At least today’s reading from Wisdom acknowledges a divine source (who remains unnamed, but still) of wisdom. The Book of Wisdom asks, “Who has learned your counsel, unless you have given wisdom and sent your holy spirit from on high”? So, if Wisdom prioritizes or glorifies wisdom above all, we could say that it does so because to prioritize or glorify wisdom is to point us to the source of all wisdom, the ultimate source of “all that is good,” whom we call God.

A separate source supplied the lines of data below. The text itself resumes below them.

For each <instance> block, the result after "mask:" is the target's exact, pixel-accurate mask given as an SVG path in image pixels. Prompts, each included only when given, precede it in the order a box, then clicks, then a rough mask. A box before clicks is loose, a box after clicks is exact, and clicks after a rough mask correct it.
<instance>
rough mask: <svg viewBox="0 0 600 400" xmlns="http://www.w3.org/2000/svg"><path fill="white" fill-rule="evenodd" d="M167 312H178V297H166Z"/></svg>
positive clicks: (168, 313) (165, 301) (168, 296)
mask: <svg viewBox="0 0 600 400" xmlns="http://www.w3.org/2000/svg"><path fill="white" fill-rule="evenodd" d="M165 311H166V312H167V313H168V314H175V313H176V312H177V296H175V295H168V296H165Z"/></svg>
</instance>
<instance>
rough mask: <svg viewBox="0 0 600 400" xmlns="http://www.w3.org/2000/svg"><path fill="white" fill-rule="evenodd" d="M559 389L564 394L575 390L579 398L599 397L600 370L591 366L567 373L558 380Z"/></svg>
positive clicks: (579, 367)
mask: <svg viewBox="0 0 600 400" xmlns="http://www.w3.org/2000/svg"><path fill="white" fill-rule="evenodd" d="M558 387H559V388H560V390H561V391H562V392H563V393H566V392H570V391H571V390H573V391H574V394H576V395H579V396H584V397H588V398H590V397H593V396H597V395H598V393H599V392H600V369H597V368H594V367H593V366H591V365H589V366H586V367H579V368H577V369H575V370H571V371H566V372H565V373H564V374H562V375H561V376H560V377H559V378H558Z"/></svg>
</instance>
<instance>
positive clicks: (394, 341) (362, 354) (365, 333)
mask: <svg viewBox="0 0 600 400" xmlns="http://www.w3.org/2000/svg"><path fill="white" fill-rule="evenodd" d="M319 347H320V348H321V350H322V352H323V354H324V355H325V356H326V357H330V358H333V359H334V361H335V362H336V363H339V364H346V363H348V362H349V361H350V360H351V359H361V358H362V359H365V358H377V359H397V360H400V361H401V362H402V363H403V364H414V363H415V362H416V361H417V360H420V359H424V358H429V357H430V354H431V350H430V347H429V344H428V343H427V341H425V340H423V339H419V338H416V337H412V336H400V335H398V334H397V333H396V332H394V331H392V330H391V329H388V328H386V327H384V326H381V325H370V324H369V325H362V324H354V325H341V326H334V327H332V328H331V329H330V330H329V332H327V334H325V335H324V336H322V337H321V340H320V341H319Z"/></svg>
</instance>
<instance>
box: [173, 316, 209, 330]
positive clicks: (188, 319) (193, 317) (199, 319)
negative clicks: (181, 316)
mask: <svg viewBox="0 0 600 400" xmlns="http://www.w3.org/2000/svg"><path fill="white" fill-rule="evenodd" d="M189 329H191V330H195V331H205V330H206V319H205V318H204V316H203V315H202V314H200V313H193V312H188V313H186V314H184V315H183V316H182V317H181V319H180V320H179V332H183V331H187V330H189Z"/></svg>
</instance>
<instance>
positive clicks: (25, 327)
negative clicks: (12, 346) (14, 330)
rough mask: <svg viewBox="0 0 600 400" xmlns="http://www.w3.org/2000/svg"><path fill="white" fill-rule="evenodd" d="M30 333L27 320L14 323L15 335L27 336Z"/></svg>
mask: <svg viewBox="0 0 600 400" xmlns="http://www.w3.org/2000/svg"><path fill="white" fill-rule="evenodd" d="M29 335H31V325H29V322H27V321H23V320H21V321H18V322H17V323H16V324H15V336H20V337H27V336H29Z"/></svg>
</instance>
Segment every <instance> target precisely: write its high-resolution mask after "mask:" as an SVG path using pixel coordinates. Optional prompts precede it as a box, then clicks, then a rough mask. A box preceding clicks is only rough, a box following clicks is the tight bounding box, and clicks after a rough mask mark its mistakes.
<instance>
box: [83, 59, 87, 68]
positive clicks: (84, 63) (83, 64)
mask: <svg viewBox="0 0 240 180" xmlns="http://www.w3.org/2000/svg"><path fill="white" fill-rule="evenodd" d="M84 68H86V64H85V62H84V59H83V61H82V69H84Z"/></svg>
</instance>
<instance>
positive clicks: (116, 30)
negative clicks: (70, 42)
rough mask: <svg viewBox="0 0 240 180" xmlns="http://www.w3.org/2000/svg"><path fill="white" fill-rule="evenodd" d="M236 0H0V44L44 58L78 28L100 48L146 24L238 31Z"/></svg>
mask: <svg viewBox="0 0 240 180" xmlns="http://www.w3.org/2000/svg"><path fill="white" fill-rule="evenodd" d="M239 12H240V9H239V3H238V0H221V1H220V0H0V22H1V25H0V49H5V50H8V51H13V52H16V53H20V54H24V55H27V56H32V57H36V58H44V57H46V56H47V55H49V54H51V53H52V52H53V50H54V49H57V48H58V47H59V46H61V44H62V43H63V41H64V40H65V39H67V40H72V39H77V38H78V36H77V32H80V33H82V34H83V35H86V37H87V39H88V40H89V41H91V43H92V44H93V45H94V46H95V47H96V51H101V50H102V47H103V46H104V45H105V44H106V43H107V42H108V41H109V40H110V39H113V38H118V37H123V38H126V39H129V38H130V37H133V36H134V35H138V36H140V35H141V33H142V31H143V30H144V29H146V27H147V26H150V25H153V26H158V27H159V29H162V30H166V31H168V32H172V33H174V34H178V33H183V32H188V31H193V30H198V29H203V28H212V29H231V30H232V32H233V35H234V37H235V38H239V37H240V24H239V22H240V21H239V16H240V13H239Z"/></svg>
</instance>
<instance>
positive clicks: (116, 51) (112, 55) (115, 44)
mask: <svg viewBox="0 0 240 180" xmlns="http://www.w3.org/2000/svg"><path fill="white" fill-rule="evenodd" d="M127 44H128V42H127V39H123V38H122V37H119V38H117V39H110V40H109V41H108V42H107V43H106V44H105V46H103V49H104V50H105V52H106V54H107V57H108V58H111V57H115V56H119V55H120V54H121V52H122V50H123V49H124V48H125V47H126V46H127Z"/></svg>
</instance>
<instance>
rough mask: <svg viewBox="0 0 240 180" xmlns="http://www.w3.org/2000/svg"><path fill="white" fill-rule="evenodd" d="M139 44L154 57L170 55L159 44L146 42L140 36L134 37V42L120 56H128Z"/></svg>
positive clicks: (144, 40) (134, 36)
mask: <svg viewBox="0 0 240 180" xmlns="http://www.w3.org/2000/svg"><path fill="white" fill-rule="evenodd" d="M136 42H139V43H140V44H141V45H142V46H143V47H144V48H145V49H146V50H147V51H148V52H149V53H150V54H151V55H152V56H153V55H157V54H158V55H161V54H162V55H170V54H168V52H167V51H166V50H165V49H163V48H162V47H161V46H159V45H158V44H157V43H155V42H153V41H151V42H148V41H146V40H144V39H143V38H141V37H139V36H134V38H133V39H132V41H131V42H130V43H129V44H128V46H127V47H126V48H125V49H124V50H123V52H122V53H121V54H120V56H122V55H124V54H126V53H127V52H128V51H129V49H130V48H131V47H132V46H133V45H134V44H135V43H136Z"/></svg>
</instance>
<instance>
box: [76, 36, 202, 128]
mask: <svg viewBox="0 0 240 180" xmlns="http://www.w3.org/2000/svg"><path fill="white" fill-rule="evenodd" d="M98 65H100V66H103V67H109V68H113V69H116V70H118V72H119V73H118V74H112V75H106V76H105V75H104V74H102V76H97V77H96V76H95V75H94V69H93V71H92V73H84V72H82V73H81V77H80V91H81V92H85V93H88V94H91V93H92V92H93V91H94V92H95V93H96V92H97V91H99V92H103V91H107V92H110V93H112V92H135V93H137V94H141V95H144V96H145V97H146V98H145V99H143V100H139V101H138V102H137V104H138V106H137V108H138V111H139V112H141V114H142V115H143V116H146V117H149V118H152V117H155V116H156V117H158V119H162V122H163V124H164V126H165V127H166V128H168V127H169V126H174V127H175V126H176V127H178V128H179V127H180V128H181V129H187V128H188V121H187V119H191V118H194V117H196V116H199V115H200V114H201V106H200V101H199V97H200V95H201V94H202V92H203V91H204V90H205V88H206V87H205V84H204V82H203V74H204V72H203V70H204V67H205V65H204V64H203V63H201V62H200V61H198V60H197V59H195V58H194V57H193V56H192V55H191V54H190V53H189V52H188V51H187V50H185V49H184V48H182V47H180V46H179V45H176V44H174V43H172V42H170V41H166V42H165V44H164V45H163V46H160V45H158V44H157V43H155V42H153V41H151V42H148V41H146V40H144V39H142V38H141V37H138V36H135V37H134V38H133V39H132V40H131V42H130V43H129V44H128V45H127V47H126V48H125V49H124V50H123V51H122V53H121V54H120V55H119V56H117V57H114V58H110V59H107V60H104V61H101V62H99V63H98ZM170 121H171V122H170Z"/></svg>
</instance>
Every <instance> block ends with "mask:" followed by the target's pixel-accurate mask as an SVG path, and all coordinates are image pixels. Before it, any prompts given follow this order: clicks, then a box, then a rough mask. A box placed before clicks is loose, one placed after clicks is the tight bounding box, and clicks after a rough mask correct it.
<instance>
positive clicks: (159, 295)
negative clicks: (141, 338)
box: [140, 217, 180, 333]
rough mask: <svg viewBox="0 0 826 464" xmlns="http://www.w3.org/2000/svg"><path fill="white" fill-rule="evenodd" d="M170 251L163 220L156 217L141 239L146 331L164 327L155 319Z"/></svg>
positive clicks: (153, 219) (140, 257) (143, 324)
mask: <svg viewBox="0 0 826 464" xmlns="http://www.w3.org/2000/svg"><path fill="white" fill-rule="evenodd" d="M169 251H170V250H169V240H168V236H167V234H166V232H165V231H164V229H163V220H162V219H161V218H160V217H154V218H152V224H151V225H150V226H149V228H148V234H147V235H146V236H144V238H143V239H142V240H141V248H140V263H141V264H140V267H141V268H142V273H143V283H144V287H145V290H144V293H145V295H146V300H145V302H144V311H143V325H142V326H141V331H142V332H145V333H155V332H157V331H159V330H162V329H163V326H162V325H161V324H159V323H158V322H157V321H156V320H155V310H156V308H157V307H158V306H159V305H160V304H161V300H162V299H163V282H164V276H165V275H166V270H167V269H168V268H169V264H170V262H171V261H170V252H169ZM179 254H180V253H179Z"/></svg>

Like the Book of Wisdom and Luke’s Gospel, St. Paul’s letter to Philemon also calls us to discern priorities. Philemon is the shortest and one of the latest of St. Paul’s letters that are included in our Bible. St. Paul writes from prison to a wealthy Christian of the time, Philemon, who was possibly a bishop or other leader of the Church and who owned slaves, but whose slave Onesimus had run away from him. In the meantime, Onesimus had become a Christian (possibly baptized by Paul) and was being accompanied and taught by St. Paul in the Christian faith. If the Old Testament Book of Wisdom prioritizes the human faculty of wisdom, Philemon gives pride of place to virtues like forgiveness and reconciliation. Like wisdom, forgiveness and reconciliation point us to our utmost priority, God. Who here has forgiven or reconciled with another person, or been forgiven, not least in the sacrament of reconciliation, and so knows of what I speak?

Philemon, whom St. Paul addresses with this brief yet moving letter, was in no way obligated to receive Onesimus back as his slave, much less as “a beloved brother” in Christ as St. Paul asks of him. St. Paul knows this; he knows Philemon’s legal rights toward Onesimus, yet he asks Philemon to receive Onesimus back anyway, using affectionate terms for Onesimus like “my child” and describing his relationship with Onesimus like that of a father to a son.

St. Paul’s letter to Philemon, Jesus in Luke’s Gospel, our Psalm today, and the Book of Wisdom all point us to our ultimate priority, who is God. But each reading we hear today points us to God in a different way. In the letter to Philemon, the way to God is through practice of the virtues of forgiveness and reconciliation, especially when we are not required to forgive somebody; to receive that person back as “a beloved brother” or sister. Forgiveness and reconciliation without conditions is how God acts toward us when we stray from God and hurt one another by our sin. Unlike Onesimus, though, we do not begin as slaves; we begin as beloved people, created in God’s own image and likeness.

Our Psalm, like the Book of Wisdom, prioritize wisdom among ways of seeking God first. To know the shortness of our earthly days is, in a way paradoxically, to know the “favour” and “steadfast love” of the LORD for us; to know God as the source of our life, both our finite life on earth and our eternal life with God in heaven for which this life is our preparation.

In this earthly life, family and close friends can help us to prepare for eternal life by acting as examples of God’s love toward us, and our acting as examples of God’s love toward them. It will be unlikely for us, but it does happen still in our world today that people, Christians, are asked to choose in a moment between love for family, friends, and this life, and God. It is for these moments especially that Jesus says, “Whoever does not carry their cross and follow me cannot be my disciple.”

Whether in the rare event we will be called to give our life for the Lord, or whether we seek wisdom, or love of family and friends, or forgiveness and reconciliation—all of which are good things—may we allow our seeking after these things to point us toward God. All earthly realities are secondary: Wisdom, human love and relationships, even giving our lives for our faith. God is and must be first. God is the source of “all that is good”; all that God gives us in this life for our salvation.